En las lejanas tierras del norte, hace mucho tiempo, vivía un zar que enfermó gravemente. Reunió a los mejores médicos de todo el imperio, que le aplicaron todos los remedios que conocían y otros nuevos que se fueron inventando, pero, lejos de mejorar, el estado del zar parecía cada vez peor. Le hicieron tomar jarabes y baños de lo más curiosos, aplicaron bálsamos y ungüentos con los ingredientes más insólitos, pero su salud no mejoraba.
Sus riquezas y su poder eran tan inmensos como su tristeza y su desazón. Tan desesperado estaba el hombre, que finalmente prometió dar la mitad de sus posesiones a quien fuera capaz de ayudarle a sanar de las angustias de sus tristes noches. El anuncio se propagó rápidamente, y llegaron médicos, magos y curanderos de todas partes para intentar devolver la salud al monarca, pero todo fue en vano, nadie sabía cómo curarle.

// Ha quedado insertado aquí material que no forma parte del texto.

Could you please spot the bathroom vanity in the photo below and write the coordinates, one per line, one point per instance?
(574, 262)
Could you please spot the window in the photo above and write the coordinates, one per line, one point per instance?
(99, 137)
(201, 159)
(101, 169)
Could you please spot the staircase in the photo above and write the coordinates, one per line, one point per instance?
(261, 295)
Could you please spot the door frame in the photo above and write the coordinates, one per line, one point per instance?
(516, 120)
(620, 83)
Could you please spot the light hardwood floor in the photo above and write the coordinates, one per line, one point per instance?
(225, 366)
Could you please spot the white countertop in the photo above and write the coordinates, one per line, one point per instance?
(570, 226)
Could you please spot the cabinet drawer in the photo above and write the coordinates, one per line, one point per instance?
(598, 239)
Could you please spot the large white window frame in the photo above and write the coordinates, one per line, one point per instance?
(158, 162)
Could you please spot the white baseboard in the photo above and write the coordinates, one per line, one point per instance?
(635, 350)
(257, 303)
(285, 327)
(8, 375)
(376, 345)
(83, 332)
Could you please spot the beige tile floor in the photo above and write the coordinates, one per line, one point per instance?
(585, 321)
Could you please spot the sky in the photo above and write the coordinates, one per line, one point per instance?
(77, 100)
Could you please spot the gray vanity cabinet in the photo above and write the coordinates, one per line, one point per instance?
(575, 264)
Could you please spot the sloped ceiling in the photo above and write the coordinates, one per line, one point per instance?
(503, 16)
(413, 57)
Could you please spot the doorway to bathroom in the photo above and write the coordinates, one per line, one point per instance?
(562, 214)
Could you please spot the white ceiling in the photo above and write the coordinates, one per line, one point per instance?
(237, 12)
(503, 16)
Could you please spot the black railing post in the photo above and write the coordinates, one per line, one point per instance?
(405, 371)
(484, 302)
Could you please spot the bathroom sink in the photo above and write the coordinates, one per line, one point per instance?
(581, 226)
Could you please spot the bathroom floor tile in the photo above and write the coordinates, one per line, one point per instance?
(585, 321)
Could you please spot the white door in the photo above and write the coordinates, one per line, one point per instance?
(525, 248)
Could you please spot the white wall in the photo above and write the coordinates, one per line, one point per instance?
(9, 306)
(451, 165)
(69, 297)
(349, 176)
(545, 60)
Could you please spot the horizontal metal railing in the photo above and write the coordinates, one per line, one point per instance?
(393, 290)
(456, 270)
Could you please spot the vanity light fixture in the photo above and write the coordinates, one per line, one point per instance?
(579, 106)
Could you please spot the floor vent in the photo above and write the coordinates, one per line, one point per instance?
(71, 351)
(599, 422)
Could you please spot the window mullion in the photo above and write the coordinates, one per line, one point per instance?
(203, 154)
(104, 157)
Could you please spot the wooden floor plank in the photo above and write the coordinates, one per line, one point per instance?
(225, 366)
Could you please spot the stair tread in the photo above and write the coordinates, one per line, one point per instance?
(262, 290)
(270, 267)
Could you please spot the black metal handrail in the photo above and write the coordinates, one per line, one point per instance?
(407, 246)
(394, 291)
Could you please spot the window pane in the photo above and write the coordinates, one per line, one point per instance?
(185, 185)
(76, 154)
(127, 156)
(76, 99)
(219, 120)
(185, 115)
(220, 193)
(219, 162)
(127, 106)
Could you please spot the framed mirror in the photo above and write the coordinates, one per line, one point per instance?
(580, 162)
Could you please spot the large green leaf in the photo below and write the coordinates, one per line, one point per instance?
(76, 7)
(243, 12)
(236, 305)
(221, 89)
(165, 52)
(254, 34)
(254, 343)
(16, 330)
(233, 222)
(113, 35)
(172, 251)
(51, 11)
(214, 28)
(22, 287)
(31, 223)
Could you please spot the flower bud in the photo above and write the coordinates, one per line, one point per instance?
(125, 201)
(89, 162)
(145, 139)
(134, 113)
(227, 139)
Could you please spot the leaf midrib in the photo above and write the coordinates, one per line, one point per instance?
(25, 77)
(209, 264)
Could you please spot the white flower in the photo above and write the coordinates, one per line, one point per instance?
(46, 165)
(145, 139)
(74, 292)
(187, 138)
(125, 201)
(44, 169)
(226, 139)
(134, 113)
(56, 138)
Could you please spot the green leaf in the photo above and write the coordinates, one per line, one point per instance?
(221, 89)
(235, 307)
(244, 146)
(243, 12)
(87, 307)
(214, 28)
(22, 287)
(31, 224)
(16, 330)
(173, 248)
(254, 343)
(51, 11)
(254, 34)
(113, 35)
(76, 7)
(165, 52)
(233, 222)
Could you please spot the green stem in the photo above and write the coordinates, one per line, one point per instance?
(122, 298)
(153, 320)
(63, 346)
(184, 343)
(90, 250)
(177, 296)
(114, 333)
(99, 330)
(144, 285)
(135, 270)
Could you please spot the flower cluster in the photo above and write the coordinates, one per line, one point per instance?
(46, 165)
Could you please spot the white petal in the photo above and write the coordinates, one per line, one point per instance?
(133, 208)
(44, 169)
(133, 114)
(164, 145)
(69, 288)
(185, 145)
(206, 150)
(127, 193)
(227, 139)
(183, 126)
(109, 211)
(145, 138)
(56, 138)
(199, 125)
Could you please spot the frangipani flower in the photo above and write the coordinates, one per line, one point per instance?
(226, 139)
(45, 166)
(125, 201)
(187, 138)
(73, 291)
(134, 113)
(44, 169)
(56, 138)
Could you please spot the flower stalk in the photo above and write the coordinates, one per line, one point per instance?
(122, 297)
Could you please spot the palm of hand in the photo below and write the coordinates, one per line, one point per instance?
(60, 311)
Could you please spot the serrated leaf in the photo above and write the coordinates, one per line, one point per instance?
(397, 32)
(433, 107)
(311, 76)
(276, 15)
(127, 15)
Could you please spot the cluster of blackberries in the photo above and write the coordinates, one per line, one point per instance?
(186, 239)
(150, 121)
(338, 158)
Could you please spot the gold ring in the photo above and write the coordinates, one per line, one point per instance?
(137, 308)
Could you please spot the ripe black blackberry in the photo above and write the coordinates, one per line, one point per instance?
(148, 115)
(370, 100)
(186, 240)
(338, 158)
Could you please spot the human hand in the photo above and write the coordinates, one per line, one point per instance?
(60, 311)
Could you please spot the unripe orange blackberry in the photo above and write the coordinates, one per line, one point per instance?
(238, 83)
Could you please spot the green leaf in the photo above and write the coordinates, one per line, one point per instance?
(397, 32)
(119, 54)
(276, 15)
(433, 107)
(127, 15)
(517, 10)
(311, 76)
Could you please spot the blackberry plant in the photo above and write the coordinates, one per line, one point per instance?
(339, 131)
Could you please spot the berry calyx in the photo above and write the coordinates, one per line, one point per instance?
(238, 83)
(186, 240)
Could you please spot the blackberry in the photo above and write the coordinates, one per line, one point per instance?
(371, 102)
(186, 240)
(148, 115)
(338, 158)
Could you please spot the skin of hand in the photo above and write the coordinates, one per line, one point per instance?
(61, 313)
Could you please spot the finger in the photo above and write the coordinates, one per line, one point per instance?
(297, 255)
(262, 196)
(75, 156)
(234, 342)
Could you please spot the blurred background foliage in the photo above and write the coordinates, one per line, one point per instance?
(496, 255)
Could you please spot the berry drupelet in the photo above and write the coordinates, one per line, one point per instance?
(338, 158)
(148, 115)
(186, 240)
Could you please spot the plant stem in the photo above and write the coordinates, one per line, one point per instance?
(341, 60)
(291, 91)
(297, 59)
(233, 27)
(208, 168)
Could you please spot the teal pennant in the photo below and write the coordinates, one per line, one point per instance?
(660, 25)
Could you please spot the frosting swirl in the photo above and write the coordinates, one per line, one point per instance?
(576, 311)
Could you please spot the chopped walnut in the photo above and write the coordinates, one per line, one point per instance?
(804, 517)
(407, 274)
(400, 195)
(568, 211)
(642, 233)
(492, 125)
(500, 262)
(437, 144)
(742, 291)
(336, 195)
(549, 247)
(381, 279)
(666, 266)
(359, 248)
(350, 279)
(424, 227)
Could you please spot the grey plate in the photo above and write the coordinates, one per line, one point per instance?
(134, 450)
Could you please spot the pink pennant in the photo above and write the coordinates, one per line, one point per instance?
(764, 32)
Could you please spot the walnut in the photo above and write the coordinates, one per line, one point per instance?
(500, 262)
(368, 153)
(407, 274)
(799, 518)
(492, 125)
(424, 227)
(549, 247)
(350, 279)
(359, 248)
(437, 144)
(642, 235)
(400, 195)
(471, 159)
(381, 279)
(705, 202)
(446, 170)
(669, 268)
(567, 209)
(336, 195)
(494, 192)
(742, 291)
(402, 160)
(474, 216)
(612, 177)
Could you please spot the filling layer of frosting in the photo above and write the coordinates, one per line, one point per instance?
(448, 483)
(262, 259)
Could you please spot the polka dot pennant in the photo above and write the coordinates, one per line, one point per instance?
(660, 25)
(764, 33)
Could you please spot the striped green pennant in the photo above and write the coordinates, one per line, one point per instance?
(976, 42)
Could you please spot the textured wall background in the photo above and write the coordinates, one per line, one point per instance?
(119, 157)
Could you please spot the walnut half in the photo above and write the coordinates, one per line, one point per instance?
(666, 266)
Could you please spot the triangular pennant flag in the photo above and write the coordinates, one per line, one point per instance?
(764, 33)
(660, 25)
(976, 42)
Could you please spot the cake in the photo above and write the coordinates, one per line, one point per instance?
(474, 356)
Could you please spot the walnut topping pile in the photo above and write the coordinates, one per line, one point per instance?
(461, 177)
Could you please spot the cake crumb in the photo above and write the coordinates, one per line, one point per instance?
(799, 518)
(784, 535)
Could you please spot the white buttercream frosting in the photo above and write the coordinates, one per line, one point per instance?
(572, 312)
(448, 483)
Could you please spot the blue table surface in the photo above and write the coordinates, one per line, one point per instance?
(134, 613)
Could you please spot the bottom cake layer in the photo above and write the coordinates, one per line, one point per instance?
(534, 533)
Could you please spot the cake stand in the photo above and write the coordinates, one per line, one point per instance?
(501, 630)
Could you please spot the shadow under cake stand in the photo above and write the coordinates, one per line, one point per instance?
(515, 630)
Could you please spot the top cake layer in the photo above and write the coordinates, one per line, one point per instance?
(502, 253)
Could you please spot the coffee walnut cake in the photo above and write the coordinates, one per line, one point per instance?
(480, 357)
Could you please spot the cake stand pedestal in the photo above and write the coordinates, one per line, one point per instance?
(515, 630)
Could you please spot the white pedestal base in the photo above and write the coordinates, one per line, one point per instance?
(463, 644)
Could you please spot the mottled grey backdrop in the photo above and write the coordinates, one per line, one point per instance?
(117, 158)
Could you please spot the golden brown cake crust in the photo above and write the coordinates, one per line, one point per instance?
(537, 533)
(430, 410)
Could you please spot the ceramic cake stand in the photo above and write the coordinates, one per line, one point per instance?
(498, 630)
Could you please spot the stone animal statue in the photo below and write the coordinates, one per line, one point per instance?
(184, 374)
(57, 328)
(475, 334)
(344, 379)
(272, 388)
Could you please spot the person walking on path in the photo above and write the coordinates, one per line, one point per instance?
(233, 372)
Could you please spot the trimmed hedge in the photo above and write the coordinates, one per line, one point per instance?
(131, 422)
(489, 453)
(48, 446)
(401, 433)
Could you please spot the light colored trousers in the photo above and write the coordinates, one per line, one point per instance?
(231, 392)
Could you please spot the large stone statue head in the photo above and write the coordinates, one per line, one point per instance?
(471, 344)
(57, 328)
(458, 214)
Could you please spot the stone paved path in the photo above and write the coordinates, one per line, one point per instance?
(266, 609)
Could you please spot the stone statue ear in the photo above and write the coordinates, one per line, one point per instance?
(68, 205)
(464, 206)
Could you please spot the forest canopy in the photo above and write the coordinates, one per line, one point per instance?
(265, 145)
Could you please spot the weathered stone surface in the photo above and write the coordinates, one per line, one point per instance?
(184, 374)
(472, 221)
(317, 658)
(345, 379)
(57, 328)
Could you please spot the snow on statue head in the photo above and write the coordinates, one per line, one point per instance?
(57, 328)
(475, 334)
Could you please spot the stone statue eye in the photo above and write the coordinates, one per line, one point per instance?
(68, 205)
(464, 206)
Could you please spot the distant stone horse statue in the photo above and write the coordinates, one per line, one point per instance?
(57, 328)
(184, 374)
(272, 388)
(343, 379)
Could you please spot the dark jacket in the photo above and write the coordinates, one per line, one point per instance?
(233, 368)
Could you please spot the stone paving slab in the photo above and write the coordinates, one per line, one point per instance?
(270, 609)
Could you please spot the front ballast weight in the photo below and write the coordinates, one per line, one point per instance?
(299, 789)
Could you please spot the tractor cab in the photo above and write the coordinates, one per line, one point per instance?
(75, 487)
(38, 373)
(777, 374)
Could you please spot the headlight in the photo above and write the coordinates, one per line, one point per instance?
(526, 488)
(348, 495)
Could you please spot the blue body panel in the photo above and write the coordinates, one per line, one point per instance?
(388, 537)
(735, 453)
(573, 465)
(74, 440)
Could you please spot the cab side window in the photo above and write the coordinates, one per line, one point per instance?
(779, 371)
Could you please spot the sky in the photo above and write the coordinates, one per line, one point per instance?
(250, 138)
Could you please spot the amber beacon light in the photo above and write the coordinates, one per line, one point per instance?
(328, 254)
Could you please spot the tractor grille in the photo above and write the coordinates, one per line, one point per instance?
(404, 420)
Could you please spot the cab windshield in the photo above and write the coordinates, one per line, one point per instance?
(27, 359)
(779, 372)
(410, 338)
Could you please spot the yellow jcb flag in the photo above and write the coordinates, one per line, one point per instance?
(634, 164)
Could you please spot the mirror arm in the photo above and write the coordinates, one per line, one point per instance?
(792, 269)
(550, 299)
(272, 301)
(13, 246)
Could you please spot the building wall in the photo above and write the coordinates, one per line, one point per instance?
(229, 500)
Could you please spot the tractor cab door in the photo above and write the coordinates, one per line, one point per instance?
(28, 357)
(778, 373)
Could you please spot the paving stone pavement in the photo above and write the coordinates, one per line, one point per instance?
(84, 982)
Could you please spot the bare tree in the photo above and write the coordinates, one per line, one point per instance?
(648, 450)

Una tarde, finalmente, apareció un viejo sabio que les dijo el remedio: “Si encontráis a un hombre completamente feliz, podréis curar al rey. Tiene que ser alguien que se sienta completamente satisfecho, que nada le falte y que tenga todo lo que necesita. Vestir su camisa es la cura a vuestra enfermedad.” Partieron emisarios hacia todos los confines del imperio, pero pronto vieron que encontrar a un hombre feliz no era una tarea nada sencilla. Quien tenía salud, echaba en falta riquezas; quien las poseía, carecía de salud; y quien tenía las dos cosas, se quejaba de los hijos, de la mujer o del marido. Nadie se consideraba totalmente feliz.
Finalmente, una noche, muy tarde, un mensajero llegó al palacio. Habían encontrado al hombre tan intensamente buscado. Se trataba de un hombre que vivía humildemente en la zona más árida de sus dominios. El zar se llenó de alegría e inmediatamente mandó que le trajeran la camisa de aquel hombre, a cambio de la cual deberían darle cualquier cosa que pidiera.
Los enviados se presentaron a toda prisa en la casa de aquel hombre para comprarle la camisa y, si era necesario, para quitársela por la fuerza. La impaciencia de todos esperando la vuelta de los emisarios era enorme. Pero, cuando por fin llegaron, traían las manos vacías: el hombre feliz no tenía camisa.
Este antiguo cuento de Tolstói es una de esas historias que tantas veces se han contado a lo largo de los años para hacer reflexionar sobre la poca incidencia que sobre la felicidad tiene el hecho de acumular necesidades. Es un cuento simple, sin duda, pero encierra una filosofía clara, bajo la cual se han formado muchas personas, y con ello se han sentido ayudadas a sortear una multitud de problemas de su vida cotidiana. Estar contento con lo que se puede tener honesta y dignamente, no ansiar tener más y más, como si fuera un gran objetivo vital, buscar la felicidad en cosas sencillas, alejar los sentimientos de envidia o de comparación constante, todo eso son modos de no dejarse atrapar por la desazón propia de la espiral de los deseos insatisfechos.
Cuando nos abrazamos a lo que tanto nos atrae y nos conmueve, muchas veces, abriendo las puertas de par en par a esos deseos, podemos, sin darnos cuenta, caer en la peor de las dictaduras. A veces perdemos cosas importantes por culpa de pequeñas ráfagas de felicidad envenenada, que nos seducen y nos engañan. Nos lo prometen todo, pero luego viene la decepción, y nos encontramos aprisionados por esa opresión de las avideces o de la codicia, a las que quizá en su día nos entregamos en nombre de una engañosa libertad.